小説 川崎サイト

 

意識に水を

川崎ゆきお


 人の意識は簡単に変えられる。ただし、変えようとする意識があるかどうかだ。意識は幅が広い。頭で考えたこと、思っていることだけではなく、見る、聞く、嗅ぐなど、それらすべてを意識とすれば、範囲が広いのだ。気絶し、意識を回復するという場合、その意識とは、五感だろうか、記憶だろうか。また、無意識というものもあるらしい。それはあるのかないのかははっきり分からないが、本能的な意識もある。この場合、意識しないでもやっている行動だ。
 その範囲の広い意識だが、意識を変えるとなると、これは生活習慣を意識的に変えるとか、考え方を変えるとか、少し上等になる。そしてここが一番大事だろう。
「どうやって意識を変えるのですか」
「だから、変えないと不都合なことが起こっているとき、変えたくなるでしょ」
「そうですねえ」
「だから、順調にいっているときは変える必要はありません。ただ、その気はなくても徐々に変わっていくものですがね」
「私は最近煮しめのように煮詰まってしまい、にっちもさっちもいきません。閉塞感のようなものに襲われます。

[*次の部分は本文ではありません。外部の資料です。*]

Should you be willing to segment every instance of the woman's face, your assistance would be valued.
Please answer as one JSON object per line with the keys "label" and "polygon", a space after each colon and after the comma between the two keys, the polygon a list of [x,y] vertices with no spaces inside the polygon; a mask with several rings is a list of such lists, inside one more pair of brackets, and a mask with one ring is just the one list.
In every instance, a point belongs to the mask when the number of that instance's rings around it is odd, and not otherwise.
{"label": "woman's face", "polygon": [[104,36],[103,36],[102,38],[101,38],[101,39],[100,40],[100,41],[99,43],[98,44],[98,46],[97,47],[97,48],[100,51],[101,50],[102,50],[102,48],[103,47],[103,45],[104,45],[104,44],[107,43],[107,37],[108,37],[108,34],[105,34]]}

まあ、これは攻撃してくるものではないので、自爆のようなものでしょうか」
「何かに行き詰まっておられるのですね」
「そうです。しかし、その脱出方法を考える気にもなれず、惰性でやってます。ここで何とか意識を切り替えたい。何かいい方法はないでしょうか」
「それは大層な意識ですねえ。だから、小さな意識から変えていけばよろしいが、その気はないでしょ」
「はい、そんな小さなことでは何ともならないと思います」
「それはそういう意識の中に入り込んでいるためですよ」
「脱出方法はありますか」
「服を変えなさい。上着を」
「はあ」
「それだけです」
「そんなことで、意識が変わるのですか」
「意識を変えるのは難しくても、服は変えられるでしょ」
「それは、まあ」
「難しいですか?」
「簡単ですが」
「何か気に入っている上着はありませんか」
「ありません。無頓着なもので、いつも同じのを着ています。そういうこだわりがないもので」
「着たい上着がない。靴もない」
「はい」
「じゃ、服屋や靴屋へ行ってみなさい。必ず着てみたい、履いてみたいものと遭遇します」
「そうですねえ」
「見ると分かります。触れると分かります。ああ、これは良いなあとね」
「はい」
「それを買えば気分が変わります」
「でも意識は変わらないでしょ」
「それがあなた、人間の意識なんて単純なもので、蜃気楼のようなものなのですよ。簡単なことでコロッと変わるものです。なぜなら、最初から実体がないからです。ところが服や靴は実体があります。意識に頼るより、そういった藁にすがる方がましです」
「藁ですか」
「それで一瞬気分が変わる。気に入ったものなら、気分が良くなる。これだけで十分なのですよ」
「それでは根本的な解決になりません」
「そんなことは誰にもできませんよ。だから、誤魔化し誤魔化し、やっているのですよ」
「はあ」
 相談者は、それで気に入った上着と、靴を買った。多少気分は良くなり、その気分が抜けない間に仕事を始めた。煮しめのように煮詰まった案件に、水を加えたような感じになり、少しほぐれだした。その勢いのまま、前へ進むと、結構はかどり、先が見えてきた。展開が開けたのだ。
 要は気分転換しただけのことだが、煮詰まれば焦げないように水を差す。ということだろう。